Working from Kuala Lumpur, Malaysia
After our dive trip Jeremy and I flew to Kuala Lumpur for a couple days en route to Malaysian Borneo for more diving. Both of us had developed some trouble with our ears after the last trip, so we hung out in KL for a while waiting for our ears to get better; I took the opportunity to get some work done.
A few days after our last trip my ears had become sore and I had trouble hearing with one of them, and it constantly felt like it had water in it; Jeremy’s situation was similar. After talking to a guy at the dive shop and doing some research online, we learned we probably had ear infections (apparently a common problem for divers) that could be treated with antibiotic ear drops, and a decongestant to relieve the symptoms.
I think my trouble was caused by being too forceful when equalizing my ears early in the dive trip — after a day or two I began to have trouble equalizing because my eardrums were sore from before. When I first noticed the pain I remembered we had been taught to be gentle when equalizing (don’t force it), but it was already too late. So I think being too forceful ruptured my eardrums and allowed bacteria to enter.
Anyway, after about a week of antibiotic treatment my ears are pretty much back to 100%.
Since we couldn’t dive again for a while I decided to spend the week working in Kuala Lumpur, which has been a great place to work — fast, free or cheap net access everywhere, and minimal distractions because I hadn’t read much about KL before I got here (so I don’t feel like I’m missing a bunch of stuff by not exploring.)

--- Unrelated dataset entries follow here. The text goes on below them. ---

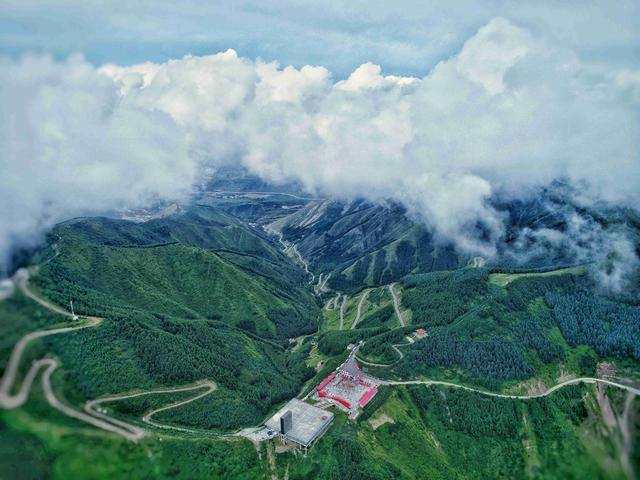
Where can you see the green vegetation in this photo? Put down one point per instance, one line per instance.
(110, 267)
(443, 433)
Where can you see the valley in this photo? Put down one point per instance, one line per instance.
(195, 314)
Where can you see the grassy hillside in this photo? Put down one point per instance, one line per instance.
(432, 432)
(204, 269)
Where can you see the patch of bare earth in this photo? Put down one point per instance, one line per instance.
(564, 376)
(282, 448)
(606, 369)
(380, 420)
(536, 387)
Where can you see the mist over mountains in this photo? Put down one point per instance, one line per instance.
(492, 126)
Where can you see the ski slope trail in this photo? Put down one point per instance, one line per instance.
(574, 381)
(342, 307)
(48, 365)
(363, 297)
(396, 304)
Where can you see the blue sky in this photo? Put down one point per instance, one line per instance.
(405, 37)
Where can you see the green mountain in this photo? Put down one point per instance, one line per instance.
(208, 294)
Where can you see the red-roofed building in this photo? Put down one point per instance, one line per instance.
(366, 398)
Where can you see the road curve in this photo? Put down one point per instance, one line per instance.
(396, 304)
(48, 366)
(573, 381)
(91, 406)
(13, 401)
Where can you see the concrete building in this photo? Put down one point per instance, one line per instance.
(300, 423)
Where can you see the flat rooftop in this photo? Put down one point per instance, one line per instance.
(308, 422)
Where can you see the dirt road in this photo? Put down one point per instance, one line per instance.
(363, 297)
(573, 381)
(48, 366)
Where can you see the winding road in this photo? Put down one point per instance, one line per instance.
(48, 366)
(342, 307)
(91, 405)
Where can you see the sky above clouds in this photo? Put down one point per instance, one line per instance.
(404, 37)
(440, 108)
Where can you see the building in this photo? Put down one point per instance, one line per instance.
(300, 423)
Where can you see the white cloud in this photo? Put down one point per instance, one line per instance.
(507, 114)
(72, 145)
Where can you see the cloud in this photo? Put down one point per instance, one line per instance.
(72, 145)
(509, 113)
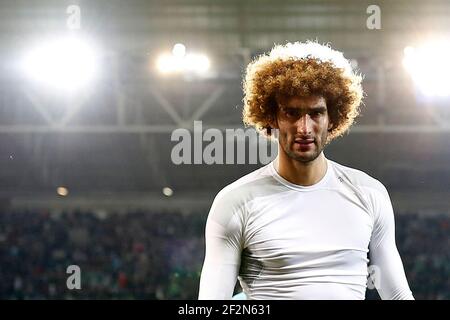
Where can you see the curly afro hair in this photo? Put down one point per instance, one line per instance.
(301, 69)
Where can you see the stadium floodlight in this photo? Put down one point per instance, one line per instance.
(180, 62)
(62, 191)
(66, 63)
(179, 50)
(168, 192)
(429, 67)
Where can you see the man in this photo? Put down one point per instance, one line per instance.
(302, 227)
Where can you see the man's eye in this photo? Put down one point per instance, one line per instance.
(291, 113)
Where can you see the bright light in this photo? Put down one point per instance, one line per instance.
(429, 67)
(178, 61)
(179, 50)
(167, 191)
(62, 191)
(67, 63)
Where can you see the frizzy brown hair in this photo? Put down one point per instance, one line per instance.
(301, 69)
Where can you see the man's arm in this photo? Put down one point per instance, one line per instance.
(383, 253)
(223, 237)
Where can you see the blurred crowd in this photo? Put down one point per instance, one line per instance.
(144, 255)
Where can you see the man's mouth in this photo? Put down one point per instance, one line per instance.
(304, 142)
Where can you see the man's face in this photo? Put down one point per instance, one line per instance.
(303, 125)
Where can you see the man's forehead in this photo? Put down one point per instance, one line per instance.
(302, 102)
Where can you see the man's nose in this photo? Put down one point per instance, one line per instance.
(304, 125)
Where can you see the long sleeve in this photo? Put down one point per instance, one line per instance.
(385, 259)
(223, 237)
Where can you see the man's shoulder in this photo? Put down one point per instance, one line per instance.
(359, 178)
(247, 186)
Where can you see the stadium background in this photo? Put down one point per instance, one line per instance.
(132, 219)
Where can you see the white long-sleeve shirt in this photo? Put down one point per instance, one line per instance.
(285, 241)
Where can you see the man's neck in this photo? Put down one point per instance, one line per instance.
(304, 174)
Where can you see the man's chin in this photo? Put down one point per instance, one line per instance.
(304, 157)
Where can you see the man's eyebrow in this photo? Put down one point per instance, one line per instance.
(319, 108)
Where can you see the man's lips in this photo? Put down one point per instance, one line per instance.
(304, 141)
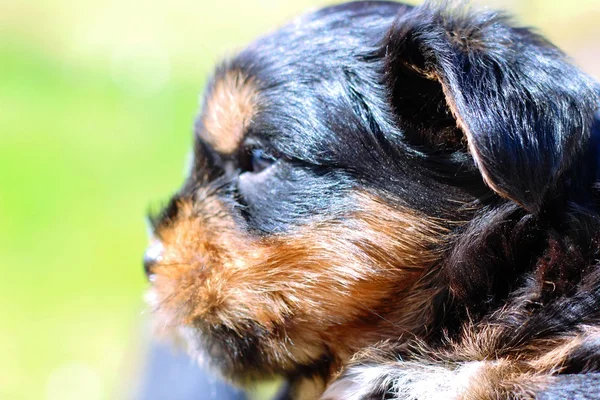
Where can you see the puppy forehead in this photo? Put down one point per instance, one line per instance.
(229, 106)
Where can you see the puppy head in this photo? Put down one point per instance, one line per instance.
(334, 158)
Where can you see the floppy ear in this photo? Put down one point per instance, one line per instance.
(525, 111)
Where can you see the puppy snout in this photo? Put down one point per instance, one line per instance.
(153, 255)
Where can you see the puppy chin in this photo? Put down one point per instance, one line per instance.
(231, 355)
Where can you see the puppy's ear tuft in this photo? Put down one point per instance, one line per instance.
(525, 111)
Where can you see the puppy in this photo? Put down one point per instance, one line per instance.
(389, 201)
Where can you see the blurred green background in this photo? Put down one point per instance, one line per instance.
(97, 99)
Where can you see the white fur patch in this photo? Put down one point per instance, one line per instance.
(405, 381)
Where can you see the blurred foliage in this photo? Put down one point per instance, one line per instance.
(96, 104)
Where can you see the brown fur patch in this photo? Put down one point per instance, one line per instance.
(320, 290)
(230, 106)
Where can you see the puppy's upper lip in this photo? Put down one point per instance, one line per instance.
(152, 256)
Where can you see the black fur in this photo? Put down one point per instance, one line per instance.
(458, 115)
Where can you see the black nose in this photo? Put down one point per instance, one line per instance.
(152, 256)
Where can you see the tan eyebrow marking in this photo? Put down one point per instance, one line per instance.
(230, 107)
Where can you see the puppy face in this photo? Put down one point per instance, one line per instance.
(334, 160)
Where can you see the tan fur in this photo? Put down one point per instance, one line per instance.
(231, 105)
(322, 287)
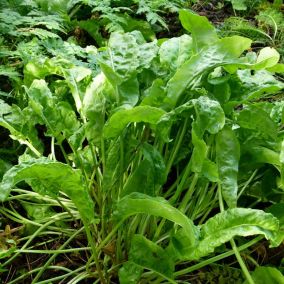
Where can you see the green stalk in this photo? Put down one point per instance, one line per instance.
(44, 267)
(234, 246)
(177, 146)
(189, 193)
(216, 258)
(181, 185)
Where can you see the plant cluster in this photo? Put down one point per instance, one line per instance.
(142, 161)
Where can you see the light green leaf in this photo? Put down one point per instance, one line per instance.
(119, 120)
(154, 95)
(257, 120)
(125, 57)
(49, 177)
(96, 97)
(227, 156)
(149, 175)
(202, 31)
(225, 51)
(222, 227)
(135, 203)
(239, 5)
(175, 51)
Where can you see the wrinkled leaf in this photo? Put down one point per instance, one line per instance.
(222, 227)
(135, 203)
(121, 118)
(49, 177)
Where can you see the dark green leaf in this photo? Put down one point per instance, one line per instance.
(121, 118)
(49, 177)
(203, 32)
(157, 206)
(149, 255)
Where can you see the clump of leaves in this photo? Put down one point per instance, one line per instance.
(112, 155)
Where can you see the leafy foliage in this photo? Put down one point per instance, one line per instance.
(165, 150)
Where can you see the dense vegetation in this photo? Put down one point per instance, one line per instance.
(140, 143)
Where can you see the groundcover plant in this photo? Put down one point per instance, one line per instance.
(143, 162)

So I haven’t done much sightseeing at all; just went to check out the Petronas Twin Towers one day (the tallest twin towers in the world), and wandered around the city a bit, mostly Chinatown and the Golden Triangle. I don’t have many pics to show for it; I may take some more tomorrow before catching a late flight to Borneo.
One bit of excitement we had here: one night at a hostel in Chinatown, I heard a strange noise (a loud sharp clipping/pinging sound) that I assumed was the air conditioner, and went back to sleep. A few seconds later Jeremy jumped up, bolted from the room and ran down the hallway; I figured he was going to be sick, and didn’t give him very good odds on making it to the bathroom in time because it was pretty far away. He came back a few minutes later and told me he had been chasing a couple guys he had seen crouching at our door, and showed me his laptop cable lock that had been cut in half. (which was the sound I heard)
He had woken up just in time, so the only thing they managed to get away with was about $45 cash. When we told the hostel management about it the next day they were surprisingly nice: we felt partly responsible because we hadn’t chained the door to our room, but they seemed genuinely concerned that it had happened at all, and insisted on replacing the cash. They said they only ever admitted white people to the hostel because they didn’t want locals staying there, copying room keys and coming back to rob the place later.
So we got an inexpensive lesson in being too complacent about security, upgraded ourselves to a hotel ($50/night instead of $17), and counted ourselves lucky.
(as Jeremy noted, one nice thing about travelling with someone with a shiny white Apple laptop is that I could have left my ugly Dell out in the open with a sign that said ‘take me’ and it would have been safe.)
Tomorrow I’m heading to Borneo to do some diving at Sipadan (based out of Semporna); Jeremy headed home a few days ago. There are no multi-day liveaboard trips around Sipadan, so I’ll probably take it easy with the diving, maybe do a day on and a day off, depending how easy it is to work there and how my ears feel.